German utility RWE AG (RWE.XE) plans to step up its cost-cutting efforts by "several hundred millions of euros" to mitigate an expected sharp decline in earnings from its fleet of conventional power plants, a person familiar with the matter said Monday.

The person added that RWE is presently discussing further cost-cutting measures in anticipation of a sharp deterioration in profits at its power generation business, which has been hit hard by muted energy demand in a weak European economy.

The situation has been further exacerbated by poor utilization rates of power plants, because of increasing electricity production from renewable energies such as wind and solar.

The comments come after daily newspaper Handelsblatt earlier Monday reported that RWE intends to cut costs by at least 500 million euros ($657 million) to mitigate the tough trading conditions on
Europe 's power markets.

The person familiar with RWE's cost-cutting plans couldn't confirm the figure reported in the newspaper, but added that RWE is considering several hundreds of millions of euros in additional savings.

A spokesman for RWE's power generation unit declined to comment on the information.

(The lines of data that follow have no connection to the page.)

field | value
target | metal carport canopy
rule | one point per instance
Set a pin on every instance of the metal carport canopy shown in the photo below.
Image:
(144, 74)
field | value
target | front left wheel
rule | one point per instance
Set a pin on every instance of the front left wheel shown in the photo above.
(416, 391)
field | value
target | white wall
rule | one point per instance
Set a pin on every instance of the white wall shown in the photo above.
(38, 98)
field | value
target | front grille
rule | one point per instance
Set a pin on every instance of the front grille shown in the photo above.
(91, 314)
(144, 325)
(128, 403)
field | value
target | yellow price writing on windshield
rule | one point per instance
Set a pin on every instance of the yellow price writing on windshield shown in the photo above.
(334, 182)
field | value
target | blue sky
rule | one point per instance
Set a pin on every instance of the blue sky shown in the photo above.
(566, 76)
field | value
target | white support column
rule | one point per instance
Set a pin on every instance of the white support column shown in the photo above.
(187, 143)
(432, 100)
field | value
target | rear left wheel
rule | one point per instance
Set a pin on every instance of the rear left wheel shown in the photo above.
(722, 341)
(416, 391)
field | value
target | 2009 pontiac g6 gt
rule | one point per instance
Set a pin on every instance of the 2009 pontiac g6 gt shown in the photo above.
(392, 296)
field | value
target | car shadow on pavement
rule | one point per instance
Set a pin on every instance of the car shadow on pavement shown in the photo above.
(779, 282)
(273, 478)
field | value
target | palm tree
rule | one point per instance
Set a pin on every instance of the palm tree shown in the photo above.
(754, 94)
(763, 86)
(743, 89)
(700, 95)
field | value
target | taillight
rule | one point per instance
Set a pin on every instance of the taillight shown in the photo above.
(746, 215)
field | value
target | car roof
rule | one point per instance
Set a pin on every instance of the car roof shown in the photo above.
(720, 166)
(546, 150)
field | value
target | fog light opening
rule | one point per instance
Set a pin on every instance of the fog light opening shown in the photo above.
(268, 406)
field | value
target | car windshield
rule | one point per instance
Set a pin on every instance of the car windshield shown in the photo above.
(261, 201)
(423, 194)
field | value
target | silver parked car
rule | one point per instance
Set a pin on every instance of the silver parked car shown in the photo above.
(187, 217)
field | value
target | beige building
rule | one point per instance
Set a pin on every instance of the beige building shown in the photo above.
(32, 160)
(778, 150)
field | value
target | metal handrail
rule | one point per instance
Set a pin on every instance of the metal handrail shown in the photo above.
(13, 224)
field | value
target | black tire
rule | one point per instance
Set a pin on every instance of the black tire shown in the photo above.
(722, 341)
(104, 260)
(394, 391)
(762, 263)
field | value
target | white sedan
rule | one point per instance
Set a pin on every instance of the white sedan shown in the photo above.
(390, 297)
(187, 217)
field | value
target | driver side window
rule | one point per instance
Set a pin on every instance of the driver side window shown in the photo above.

However, he added that RWE's Chief Executive Officer Peter Terium has repeatedly warned that the company needs further cuts to reduce debt and mitigate pressure on its earnings.

Like many of its European peers, RWE has warned that it may have to mothball power plants because, depending on the kind of fuel they use, they are loss-making or don't generate enough cash.

The renewed cost cutting would complement an existing program, through which RWE hopes to save EUR1 billion through 2014.

RWE faces the challenge of reducing a debt pile of around EUR33 billion, which ballooned due to the 2009 acquisition of Dutch utility Essent for more than EUR7 billion and Germany's swift response to the 2011 nuclear disaster in Japan to accelerate a planned nuclear exit, which resulted in billions of euros in write-downs on nuclear power assets and lost profits.